Oggi ritrovo finalmente una comunità in cui i valori che hanno sempre guidato il mio impegno politico tornano centrali, senza compromessi o paure mediatiche. Difendere l’identità italiana dal rischio di estinzione, garantire la sicurezza al di là delle paturnie ideologiche, opporsi alla cultura woke e all’invasione migratoria, all’ideologia gender e al tentativo di posporre i diritti sociali a fantomatici diritti civili sono i nostri punti fermi. Così come la lotta contro la dittatura dell’Unione Europea — mossa da tecnocrazie e lobby finanziarie — e la riscoperta della centralità del lavoro contro le speculazioni. Questi sono i pilastri del movimento creato da Roberto Vannacci, che oggi rappresenta a pieno titolo la vera destra italiana.
Lo straordinario successo e il consenso diffuso che Futuro Nazionale sta raccogliendo richiedono ora radicamento e organizzazione sul territorio. Accolgo con estrema soddisfazione la nomina di Marco Pomarici a coordinatore regionale del Lazio: una figura di grande esperienza ed entusiasmo con cui, insieme agli altri referenti provinciali, collaboreremo per dare corpo a questo messaggio di libertà.

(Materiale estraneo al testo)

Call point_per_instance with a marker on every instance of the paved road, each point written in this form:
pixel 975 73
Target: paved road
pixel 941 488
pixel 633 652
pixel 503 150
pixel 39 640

A Rieti stiamo crescendo in modo esponenziale: contiamo già oltre 500 tesserati in pochi mesi e una decina di circoli territoriali attivi, che implementeremo rapidamente per garantire un presidio capillare in ogni comune.
Il 19 e 20 settembre prossimi la classe dirigente di Futuro Nazionale si ritroverà insieme a Gianni Alemanno, Roberto Vannacci, Massimiliano Simoni e Massimo Arlecchino per confrontarsi, strutturare il movimento e prepararsi alle prossime sfide elettorali, pronti a trasformare l’entusiasmo dei sondaggi in consenso reale nelle urne. Il cammino è iniziato”.